The aviation industry remains a true behemoth in the economic world, as it continues to grow at an incredible rate year-over-year. In fact, it experienced something of a golden age between 2009 and 2014, when the industry grew at a compound annual growth rate of around 9.5% before reaching a cumulative value of $751 billion.
While the industry experienced a brief decline between 2015 and 2016, it enjoyed a stellar 2017 and is set to achieved record peak commercial revenues of $824 billion by the end of this year.
Much of this growth is based on sustained demand, as consumer spending continues to increase across the globe. Similarly, the market has also thrived on the back of innovation and new data analysis technologies, which have helped brands to enhance the customer experience, personalize discounts and create safer aircraft for travelling.
Big data and AI are already powering exciting innovations in the aviation industry. In this post we’ll look at how they will become even more influential in 2018, across a broad range of industries.
What’s powering the big data collection and analysis boom?
It’s well understood that big data can help businesses gain a competitive advantage, but aviation firms have been a little slower to embrace this trend. Sure, many airlines have focused on accumulating large data sets to improve the consumer experience and create targeted discounts, but most are just scratching the service when it comes to potential applications.
Much of existing data infrastructure has been bottlenecked by hardware limitations. However, this is changing, thanks to evolutions in powering more and more complex hardware. There have been many advances in how data tech uses power, making server infrastructure more power efficient. But just as hardware becomes more efficient, more and more is demanded of it by data scientists.

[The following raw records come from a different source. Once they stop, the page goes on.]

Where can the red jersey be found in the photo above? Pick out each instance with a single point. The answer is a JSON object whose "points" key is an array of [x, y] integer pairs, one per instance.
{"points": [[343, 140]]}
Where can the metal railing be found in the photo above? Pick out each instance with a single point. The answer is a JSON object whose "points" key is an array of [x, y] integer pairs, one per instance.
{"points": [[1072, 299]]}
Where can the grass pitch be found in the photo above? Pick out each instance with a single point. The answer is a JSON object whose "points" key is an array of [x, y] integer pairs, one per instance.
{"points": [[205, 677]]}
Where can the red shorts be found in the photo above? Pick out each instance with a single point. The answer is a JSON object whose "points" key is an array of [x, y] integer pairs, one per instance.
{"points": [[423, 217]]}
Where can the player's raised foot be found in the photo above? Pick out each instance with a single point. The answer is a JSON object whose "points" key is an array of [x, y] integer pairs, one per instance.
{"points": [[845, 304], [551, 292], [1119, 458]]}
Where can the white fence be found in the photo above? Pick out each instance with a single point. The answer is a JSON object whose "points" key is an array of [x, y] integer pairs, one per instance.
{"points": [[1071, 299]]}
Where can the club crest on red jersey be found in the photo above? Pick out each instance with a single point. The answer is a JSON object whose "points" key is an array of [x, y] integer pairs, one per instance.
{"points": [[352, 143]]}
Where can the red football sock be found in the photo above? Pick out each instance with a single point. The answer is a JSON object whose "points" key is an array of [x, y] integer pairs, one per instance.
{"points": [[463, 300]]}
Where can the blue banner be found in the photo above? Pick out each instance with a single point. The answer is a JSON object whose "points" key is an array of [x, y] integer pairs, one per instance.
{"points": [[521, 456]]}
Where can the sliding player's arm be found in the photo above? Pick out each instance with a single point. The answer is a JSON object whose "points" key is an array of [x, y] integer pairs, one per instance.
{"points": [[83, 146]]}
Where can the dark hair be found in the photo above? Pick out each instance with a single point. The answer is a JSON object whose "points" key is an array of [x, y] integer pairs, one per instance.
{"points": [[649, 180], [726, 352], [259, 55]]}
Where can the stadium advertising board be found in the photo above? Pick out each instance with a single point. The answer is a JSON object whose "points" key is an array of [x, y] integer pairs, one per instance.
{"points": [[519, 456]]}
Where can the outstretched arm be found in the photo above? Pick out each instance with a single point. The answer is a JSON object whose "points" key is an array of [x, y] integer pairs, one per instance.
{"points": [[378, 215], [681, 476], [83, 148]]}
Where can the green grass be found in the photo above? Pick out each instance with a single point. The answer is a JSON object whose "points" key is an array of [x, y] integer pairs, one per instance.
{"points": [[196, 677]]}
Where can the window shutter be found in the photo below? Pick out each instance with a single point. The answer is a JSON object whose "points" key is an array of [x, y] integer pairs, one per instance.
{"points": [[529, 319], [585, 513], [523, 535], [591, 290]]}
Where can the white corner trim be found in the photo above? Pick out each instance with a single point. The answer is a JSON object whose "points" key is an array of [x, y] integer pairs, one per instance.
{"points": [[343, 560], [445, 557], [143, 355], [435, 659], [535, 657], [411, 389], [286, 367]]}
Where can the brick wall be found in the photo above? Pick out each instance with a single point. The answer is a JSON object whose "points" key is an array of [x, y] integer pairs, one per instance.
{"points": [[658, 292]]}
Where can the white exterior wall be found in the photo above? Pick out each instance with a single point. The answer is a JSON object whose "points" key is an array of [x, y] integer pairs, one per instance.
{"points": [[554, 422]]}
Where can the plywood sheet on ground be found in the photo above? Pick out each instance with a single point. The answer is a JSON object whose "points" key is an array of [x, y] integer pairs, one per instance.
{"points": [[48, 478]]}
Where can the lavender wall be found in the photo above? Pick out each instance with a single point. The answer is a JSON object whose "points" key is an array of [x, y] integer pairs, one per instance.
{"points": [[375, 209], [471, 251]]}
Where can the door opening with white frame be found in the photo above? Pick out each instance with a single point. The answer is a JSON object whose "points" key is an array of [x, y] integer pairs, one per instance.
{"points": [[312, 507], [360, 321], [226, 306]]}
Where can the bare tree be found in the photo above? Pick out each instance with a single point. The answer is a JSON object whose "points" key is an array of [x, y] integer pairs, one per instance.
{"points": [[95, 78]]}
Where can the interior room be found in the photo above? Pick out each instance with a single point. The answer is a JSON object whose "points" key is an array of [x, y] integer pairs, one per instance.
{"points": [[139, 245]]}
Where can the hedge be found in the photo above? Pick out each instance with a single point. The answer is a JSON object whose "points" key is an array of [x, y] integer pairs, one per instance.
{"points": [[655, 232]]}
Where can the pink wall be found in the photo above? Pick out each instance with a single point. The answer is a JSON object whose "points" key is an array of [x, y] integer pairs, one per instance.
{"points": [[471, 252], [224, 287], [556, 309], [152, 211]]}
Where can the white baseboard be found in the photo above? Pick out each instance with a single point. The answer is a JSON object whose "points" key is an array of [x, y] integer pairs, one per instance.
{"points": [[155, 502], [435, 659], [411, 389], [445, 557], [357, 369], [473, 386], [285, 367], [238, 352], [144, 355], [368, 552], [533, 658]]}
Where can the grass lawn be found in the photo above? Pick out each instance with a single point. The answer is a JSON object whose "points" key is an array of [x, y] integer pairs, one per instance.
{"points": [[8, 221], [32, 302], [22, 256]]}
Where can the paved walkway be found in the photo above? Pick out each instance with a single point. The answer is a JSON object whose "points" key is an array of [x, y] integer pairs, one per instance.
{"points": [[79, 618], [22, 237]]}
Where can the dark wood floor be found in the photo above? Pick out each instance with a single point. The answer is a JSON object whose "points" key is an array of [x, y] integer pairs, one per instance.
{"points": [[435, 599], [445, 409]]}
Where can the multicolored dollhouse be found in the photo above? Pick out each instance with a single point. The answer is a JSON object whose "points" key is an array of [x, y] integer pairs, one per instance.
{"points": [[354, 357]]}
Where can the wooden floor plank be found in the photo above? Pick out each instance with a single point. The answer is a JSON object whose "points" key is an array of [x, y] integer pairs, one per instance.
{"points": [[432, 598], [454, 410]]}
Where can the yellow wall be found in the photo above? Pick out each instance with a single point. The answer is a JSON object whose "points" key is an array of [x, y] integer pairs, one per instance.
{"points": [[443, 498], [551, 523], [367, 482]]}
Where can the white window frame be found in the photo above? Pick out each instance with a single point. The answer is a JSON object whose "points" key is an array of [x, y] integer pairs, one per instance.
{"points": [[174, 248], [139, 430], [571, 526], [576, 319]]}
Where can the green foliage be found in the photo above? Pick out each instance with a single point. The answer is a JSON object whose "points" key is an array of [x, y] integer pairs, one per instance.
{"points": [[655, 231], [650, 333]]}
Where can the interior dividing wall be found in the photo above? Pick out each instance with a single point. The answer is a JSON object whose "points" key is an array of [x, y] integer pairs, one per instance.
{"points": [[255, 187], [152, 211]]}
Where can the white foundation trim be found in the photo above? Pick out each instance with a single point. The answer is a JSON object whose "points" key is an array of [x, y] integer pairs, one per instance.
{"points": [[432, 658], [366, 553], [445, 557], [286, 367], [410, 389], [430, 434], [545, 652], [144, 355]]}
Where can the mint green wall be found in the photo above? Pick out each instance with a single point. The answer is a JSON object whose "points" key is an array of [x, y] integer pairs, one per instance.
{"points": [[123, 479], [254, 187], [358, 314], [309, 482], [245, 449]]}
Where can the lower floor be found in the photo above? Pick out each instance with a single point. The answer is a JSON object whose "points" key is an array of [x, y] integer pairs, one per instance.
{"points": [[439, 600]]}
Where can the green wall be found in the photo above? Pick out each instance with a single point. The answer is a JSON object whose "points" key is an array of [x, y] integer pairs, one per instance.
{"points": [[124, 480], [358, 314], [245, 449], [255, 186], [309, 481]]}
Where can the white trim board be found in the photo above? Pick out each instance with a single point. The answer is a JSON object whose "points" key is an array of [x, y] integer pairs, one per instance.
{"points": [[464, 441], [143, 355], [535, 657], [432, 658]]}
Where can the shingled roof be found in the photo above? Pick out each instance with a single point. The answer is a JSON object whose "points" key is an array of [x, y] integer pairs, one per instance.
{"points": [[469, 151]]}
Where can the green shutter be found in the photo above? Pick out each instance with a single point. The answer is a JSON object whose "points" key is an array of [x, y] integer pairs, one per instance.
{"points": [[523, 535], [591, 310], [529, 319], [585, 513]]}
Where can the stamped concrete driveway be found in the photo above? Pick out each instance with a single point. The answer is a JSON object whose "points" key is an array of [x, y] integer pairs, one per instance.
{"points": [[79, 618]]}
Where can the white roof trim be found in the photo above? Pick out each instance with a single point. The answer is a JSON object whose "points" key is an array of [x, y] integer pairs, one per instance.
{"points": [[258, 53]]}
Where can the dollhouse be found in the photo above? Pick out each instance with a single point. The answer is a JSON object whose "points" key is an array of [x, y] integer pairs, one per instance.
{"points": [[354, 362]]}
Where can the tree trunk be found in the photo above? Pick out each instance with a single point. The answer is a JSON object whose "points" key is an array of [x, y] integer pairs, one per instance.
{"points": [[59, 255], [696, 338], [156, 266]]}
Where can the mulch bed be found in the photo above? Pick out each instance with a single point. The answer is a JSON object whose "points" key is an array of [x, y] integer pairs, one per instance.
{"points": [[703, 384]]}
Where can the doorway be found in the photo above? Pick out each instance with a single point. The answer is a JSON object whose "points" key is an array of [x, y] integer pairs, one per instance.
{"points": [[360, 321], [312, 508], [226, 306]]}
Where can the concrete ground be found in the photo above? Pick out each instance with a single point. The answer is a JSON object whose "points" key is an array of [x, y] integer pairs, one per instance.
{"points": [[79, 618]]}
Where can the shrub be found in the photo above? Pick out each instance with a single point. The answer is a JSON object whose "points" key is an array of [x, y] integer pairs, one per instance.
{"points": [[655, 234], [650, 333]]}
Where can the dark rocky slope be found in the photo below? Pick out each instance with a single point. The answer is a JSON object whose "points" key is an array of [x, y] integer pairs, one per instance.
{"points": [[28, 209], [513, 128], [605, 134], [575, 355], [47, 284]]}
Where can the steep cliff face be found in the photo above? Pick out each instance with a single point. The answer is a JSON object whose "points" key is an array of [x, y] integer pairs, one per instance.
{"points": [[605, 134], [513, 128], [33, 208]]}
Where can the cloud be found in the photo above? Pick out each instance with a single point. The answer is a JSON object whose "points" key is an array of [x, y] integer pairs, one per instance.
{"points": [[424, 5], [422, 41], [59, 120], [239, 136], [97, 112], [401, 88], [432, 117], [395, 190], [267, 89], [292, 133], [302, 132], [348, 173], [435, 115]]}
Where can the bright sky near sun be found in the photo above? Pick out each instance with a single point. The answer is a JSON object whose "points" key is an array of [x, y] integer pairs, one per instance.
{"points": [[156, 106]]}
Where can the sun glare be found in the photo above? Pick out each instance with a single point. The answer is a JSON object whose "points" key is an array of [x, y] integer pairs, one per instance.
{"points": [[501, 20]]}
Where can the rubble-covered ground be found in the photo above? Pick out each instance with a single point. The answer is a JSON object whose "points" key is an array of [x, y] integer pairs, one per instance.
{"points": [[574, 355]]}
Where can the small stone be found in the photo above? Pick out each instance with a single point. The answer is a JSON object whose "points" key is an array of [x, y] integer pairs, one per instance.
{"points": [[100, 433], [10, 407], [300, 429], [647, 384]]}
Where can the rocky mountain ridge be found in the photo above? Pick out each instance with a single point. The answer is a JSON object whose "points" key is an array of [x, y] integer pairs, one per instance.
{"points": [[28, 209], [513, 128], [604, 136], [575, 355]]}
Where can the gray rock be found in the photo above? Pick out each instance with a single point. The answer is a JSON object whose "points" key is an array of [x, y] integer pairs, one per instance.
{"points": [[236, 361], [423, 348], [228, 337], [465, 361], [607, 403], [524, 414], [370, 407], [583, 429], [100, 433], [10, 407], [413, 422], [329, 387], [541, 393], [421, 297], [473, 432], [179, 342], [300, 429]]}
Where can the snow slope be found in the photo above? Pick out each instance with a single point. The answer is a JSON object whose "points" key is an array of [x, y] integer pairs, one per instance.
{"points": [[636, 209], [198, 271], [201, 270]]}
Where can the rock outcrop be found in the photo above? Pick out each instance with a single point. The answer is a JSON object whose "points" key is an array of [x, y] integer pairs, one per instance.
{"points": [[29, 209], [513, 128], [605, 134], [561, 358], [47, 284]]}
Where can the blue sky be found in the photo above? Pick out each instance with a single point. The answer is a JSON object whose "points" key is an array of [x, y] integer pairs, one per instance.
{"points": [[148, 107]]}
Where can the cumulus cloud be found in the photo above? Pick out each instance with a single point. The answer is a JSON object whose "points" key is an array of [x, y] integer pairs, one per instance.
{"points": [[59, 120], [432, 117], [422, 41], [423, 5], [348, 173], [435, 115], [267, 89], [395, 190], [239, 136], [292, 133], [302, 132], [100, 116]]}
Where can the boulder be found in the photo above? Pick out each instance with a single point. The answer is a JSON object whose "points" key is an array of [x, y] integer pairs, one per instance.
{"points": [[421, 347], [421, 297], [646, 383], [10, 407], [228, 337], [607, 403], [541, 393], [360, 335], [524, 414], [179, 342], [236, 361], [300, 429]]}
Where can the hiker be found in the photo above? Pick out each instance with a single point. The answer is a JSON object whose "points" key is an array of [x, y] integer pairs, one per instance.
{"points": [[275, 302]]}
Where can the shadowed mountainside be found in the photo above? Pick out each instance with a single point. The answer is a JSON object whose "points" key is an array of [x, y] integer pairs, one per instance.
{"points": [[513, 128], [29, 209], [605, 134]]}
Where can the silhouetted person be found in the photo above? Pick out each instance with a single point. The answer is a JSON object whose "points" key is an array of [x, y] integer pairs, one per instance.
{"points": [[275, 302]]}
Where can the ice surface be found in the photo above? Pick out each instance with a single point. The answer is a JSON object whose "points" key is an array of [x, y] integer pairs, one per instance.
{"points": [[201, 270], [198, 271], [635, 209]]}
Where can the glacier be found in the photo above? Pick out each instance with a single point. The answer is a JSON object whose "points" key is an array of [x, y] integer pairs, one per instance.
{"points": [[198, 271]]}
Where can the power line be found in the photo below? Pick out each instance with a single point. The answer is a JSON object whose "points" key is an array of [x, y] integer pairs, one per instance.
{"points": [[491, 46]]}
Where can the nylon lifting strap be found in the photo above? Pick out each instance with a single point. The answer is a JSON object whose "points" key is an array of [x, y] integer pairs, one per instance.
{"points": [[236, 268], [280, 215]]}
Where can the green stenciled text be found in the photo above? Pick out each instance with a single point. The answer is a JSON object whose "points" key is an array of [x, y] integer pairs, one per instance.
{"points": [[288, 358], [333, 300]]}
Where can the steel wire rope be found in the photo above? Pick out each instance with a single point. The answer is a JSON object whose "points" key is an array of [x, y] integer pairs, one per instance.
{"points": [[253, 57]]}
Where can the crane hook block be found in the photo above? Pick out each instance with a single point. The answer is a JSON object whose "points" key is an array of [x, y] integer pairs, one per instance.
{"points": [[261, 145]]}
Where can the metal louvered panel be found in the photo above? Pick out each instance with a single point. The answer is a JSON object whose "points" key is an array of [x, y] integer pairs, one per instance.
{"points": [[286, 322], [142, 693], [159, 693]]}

Thankfully, the technology that underpins the power supply market continues to advance. After all, airlines require large-scale servers and hardware to collate, store and analyze vast data sets, and companies are beginning to invest in solutions that can handle such demands.
As data scientists in a large number of industries continue to daisy-chain GPUs and CPUs that power modern AI, advances in DC-DC technology is playing a pivotal role in this evolution, with firms such as XP Power currently supplying the best and most cutting edge converters to help increase server capacity and performance. By increasing the amount of power available to critical components, more can be asked of them.
This will enable airlines to utilize larger stores of big data more effectively, particularly in terms of personalized communications and tailoring services to meet individual needs. More specifically, we’ll see more schemes like BA’s ‘Know Me’ initiative emerge, laying the foundation for superior service, rewarded by improvements in customer loyalty. And the best part is this can all be accomplished with fewer servers – high-powered technology entering the market is becoming more efficient and capable.
The same principle can be applied to AI, as airlines continue to invest heavily in research and development in order to realize the true potential of this technology. Planes already leverage basic AI capabilities to drive its GPS navigation software. For example, the computer is able to perceive location and provide actionable directions. As hardware evolves, we’ll see GPS systems that not only handle complex logistical challenges, but network together to provide better routing – similar to Waze’s smartphone GPS.
Another emerging application of AI revolves around passenger comfort and safety, with a number of systems having recently been developed to support an optimal, automated aircraft cabin pressure. This technology will be developed further in the future, as airlines look to protect customer interests and enhance their experience.
The Fusion of Big Data and AI?
Perhaps the biggest future trend focuses on the fusion of AI and big data, with the former able to utilize the latter through the application of transformative algorithms. These are deep learning architectures that enables computers to identify positive patterns in data and trigger direct actions, and this type of advanced technology will form the foundation of second generation AI in the future.
No matter whether you focus on hardware, software or the data scientists that make it all possible, the future impact of AI on complex industries will be substantial. With great power comes great responsibility. We’ll have to wait and see how different companies out-innovate each other. And hopefully the warnings about AI won’t come to pass – especially when coupled with machine learning.